A hundred and forty was too much. Twitter did not cure John Prescott. But it did gain pace among the young — and, the miracle, with Nicholas Soames. Nick is one of the funniest men of this age. With Falstaff, he could say (he could say a lot with Falstaff): ‘I am not only witty in myself but the cause that wit is in other men.’ Even so, he is not new-fashioned. His taking to Twitter is on a par with Jeremy Corbyn becoming leader of the Labour party. No one would have thought it possible until it happened. Nicholas would know what a tweet was: the sound emitted by a bird to signal that it was too small to shoot. But who would believe that he was attuned to the fashionable young?

Oh we of little faith. He has become the Nijinsky, the Tendulkar, of the Twittersphere, with a glorious array of fours and sixes. The contrast with Boris Trump is instructive. Boris tries to drown out all debate — any other voice — with clowning and insensate egotism. Nicholas enhances serious points with spice and wit. I will confess that I have not read a lot of tweets. But I cannot believe that many twitterers have expressed such moral force in so brief a space. Nicholas’s tweets are not the sole reason why Brexit will lose. They are a further reason why it deserves to lose.

We were discussing Nick the other day in one of his favourite restaurants, Bellamy’s. I mentioned his name to Gavin Rankin, the admirable proprietor, in pursuit of a further miracle. In recent weeks, Soamesy appears to have suffered from galloping anorexia. He has lost prodigious amounts of weight. So how? I wanted to hear that he had discovered a new remedy, the Mayan chihuahua bean or some such. Couple of them at the day’s end, and in no time Falstaff is indistinguishable from his page. Alas, no such good fortune: he has done it by restraint and abstinence. A restraining and abstinent Soames: that is surely another miracle. But it is not a useful one.

Bellamy’s is no place for abstainers. It concentrates on a short menu of toothsome dishes in which excellent ingredients are allowed to sing. Although there is no direct descent from the Bellamy whose meat pie the Younger Pitt craved on his deathbed, this is life-enhancing food. I had an iced lobster souffle followed by a salt-beef pot au feu. There was also a properly French coeur de laitue salad. Any competent restaurant ought to be able to produce such a salad: many of them often fail. It would be impossible to improve on the Bellamy’s version.

Drink: a 1er Cru Drouhin Clos des Mouches ’10. Recently I have been fortunate enough to drink a lot of serious white burgundy. This was up there with the best. To follow, we had a Malescot-Saint-Exupery ’01. That year was overshadowed by the 2000s, but excellent wines were produced. This was one of them.

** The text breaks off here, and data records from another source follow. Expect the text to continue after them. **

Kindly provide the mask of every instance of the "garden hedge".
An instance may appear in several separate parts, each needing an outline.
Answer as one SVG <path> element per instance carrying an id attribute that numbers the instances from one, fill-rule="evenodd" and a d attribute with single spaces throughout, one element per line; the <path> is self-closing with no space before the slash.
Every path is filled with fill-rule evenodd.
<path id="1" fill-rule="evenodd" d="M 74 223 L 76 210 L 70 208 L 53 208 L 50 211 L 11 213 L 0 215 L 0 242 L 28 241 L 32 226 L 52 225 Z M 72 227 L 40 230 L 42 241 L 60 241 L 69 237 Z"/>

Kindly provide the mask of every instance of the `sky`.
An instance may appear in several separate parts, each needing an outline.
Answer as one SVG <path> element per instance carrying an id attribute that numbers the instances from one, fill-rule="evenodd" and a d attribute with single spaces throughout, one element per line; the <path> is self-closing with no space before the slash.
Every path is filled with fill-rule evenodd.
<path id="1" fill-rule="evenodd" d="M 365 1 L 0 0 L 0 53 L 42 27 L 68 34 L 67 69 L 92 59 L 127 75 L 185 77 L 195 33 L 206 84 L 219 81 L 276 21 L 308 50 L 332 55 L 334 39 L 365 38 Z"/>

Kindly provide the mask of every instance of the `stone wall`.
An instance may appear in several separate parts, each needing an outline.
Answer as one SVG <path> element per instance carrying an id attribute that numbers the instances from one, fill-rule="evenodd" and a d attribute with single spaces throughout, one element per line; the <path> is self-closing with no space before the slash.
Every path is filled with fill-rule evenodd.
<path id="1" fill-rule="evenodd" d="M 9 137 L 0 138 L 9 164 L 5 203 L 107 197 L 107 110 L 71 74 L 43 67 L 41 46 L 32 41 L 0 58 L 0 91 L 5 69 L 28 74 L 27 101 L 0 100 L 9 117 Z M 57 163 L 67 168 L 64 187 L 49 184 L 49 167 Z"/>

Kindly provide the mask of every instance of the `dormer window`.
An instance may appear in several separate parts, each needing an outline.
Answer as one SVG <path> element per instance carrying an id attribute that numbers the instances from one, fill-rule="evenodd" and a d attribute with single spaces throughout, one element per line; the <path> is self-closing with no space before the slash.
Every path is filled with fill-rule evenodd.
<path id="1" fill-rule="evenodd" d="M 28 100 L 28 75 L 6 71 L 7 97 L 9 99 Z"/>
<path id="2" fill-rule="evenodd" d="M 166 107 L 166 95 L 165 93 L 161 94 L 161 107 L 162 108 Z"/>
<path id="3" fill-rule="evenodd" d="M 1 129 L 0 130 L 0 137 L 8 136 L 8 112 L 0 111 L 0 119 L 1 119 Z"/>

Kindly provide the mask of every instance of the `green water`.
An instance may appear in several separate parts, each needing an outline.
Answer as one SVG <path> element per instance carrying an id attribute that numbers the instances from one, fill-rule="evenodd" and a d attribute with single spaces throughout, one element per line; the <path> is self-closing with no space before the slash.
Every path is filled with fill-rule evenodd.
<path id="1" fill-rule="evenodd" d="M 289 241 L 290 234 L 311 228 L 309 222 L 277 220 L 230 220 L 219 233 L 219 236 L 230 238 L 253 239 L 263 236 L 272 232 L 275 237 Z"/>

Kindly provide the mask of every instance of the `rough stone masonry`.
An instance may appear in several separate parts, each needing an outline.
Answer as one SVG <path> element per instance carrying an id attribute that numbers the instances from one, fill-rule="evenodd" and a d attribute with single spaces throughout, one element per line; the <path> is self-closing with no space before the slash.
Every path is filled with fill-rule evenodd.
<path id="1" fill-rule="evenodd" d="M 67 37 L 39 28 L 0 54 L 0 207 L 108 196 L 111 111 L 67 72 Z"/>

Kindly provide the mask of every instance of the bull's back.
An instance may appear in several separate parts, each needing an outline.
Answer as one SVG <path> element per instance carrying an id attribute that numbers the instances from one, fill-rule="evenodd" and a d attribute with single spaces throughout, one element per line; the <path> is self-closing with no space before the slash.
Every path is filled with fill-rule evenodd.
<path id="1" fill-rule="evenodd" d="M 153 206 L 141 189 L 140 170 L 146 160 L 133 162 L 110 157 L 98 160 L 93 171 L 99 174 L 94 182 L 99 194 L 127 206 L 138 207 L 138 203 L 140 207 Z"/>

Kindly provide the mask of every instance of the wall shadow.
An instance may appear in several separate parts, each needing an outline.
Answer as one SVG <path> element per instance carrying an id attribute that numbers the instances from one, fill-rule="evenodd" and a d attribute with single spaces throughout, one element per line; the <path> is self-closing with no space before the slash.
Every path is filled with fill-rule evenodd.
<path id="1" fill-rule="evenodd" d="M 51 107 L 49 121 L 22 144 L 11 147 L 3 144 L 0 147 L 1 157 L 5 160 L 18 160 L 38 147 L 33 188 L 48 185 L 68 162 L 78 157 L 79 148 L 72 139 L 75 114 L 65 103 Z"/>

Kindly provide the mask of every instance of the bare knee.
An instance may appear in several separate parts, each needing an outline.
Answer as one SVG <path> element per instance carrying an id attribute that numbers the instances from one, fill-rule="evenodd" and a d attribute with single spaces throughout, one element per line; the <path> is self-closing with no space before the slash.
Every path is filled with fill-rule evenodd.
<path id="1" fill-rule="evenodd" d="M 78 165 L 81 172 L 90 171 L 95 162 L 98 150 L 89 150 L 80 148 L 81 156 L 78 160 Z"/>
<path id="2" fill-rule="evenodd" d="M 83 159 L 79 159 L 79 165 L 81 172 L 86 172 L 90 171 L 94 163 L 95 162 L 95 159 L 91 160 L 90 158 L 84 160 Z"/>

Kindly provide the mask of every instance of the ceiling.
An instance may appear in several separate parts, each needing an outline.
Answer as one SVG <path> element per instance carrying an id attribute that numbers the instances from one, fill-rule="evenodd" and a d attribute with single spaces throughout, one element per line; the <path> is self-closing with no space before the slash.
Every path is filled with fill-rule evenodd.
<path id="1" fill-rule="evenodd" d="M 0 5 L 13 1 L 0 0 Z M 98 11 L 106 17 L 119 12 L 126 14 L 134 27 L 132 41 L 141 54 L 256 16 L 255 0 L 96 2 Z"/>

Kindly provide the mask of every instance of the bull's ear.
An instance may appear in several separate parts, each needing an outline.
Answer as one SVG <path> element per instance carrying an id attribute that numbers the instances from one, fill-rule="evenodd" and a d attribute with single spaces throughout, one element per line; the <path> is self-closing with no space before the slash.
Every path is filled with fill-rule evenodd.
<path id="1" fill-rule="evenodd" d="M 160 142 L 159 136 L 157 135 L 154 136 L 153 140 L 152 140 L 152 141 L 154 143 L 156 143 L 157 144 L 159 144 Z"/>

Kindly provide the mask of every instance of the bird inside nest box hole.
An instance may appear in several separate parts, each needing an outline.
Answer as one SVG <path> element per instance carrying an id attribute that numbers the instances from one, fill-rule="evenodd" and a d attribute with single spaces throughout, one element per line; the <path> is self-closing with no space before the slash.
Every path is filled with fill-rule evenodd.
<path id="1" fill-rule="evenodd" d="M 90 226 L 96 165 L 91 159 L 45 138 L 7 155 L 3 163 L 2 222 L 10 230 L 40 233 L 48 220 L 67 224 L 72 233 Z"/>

For dessert, I was determined to exercise a Soamesian self-discipline. So, despite a range of temptations, I abstained from pudding and made do with a Klein Constantia Vin de Constance ’11. This used to be one of one the world’s most prized wines. It was drunk by Frederick the Great, Napoleon and Jane Austen, among many others. Then it went out of fashion; now it is returning. Delicious already, the ’11 will last for ever. We hoped that this would also be true of the -Nicholas Soames Twitterfest, but not of his diet.